The second problem is Time. My mother once said to me, “Oh, I don’t believe in Heaven. It sounds boring.” This was a surprise to me, because my mother did believe in God and in the divinity of Jesus. I surprised myself by answering, “Well, if God’s as smart as he’s supposed to be, then he ought to make Heaven not boring.” God could, because He’s supernatural, make singing “Amazing Grace” for 10,000 years NOT be boring — even though on earth five minutes is my outside limit.
However like my mother (and Huck Finn, you may remember), I’ve always found the traditional view of Heaven boring in the extreme. Sitting on a cloud, strumming on a harp, and singing hymns would be fine for an hour or two, but for eternity . . . ? Assembling at the Throne would be exciting, but for eternity . . . ? Even the “cloudless skies” Willie Nelson sings about would shortly become tiresome, and the angels would yearn for a crackling good thunderstorm. Whether I imagine rainbows and elders wearing crowns, or whether I imagine racing across a beautiful spring meadow with my wife and the best dog I ever owned, all of us restored to the health and vigor we shared when he was alive, I keep stumbling on the specter of eternity. Nothing that has delighted me on earth is likely to delight me for eternity.
Most organized Christian religions talk about the end of time, at least of historical time. Logically, it seems that one way for God to insure that Heaven isn’t boring is to remove time as we know it. And if I imaginatively remove time as we know it from Heaven, it also solves some other troubling paradoxes, such as what happens to the widow who remarries and then meets both husbands in Heaven? But what would an afterlife be like outside of Time? How could I be me in a place with no time? There, my imagination fails. Duration is an implied part of all my experience. If an object exists for me, it exists in a framework of time. How could you observe a rose if it had no duration? If it had infinite duration, how could you observe anything else? With no time, there could be no “next” event, and so existence would be an unbroken whole. It might not be so very different from being reunited with all the atoms and molecules of all the earth, which will happen to my body literally, whether or not I have a soul.
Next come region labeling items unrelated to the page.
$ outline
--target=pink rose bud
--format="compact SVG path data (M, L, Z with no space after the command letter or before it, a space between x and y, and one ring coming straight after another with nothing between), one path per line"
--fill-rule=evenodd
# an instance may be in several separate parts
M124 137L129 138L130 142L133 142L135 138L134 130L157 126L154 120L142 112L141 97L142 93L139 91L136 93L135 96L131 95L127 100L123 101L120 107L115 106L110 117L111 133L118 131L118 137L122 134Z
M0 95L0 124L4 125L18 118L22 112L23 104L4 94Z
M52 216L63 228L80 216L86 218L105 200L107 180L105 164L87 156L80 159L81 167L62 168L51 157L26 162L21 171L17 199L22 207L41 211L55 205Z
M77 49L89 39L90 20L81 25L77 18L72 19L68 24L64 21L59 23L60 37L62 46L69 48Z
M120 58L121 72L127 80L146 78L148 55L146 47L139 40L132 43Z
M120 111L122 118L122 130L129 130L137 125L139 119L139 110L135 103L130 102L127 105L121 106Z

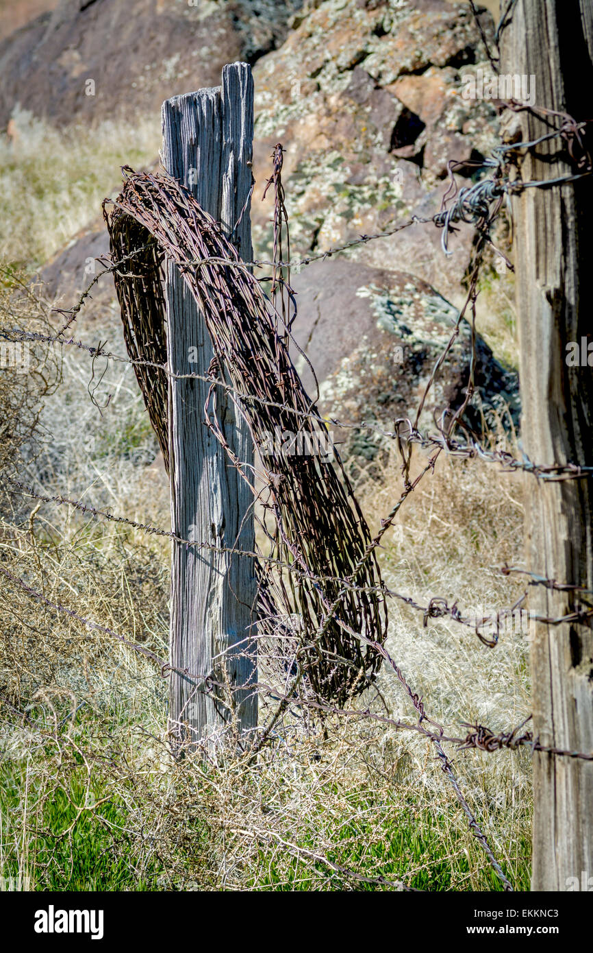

Time, like Memory, must also be very different in Heaven.
In conclusion, John 3:16 and hymns and gospel songs are to me only metaphors, indications of what Heaven might feel like, not what it will actually be. Metaphor, I understand. Heaven, if it exists at all, must be a place where Time and Memory, if they exist there, exist in ways that are beyond the scope of my imagination to conceptualize. And so I come back to Socrates’ “great adventure.” If death is not, after all, the end of everything, I’ll be going to an existence that is so very different that I can’t even imagine it. Now that sounds interesting.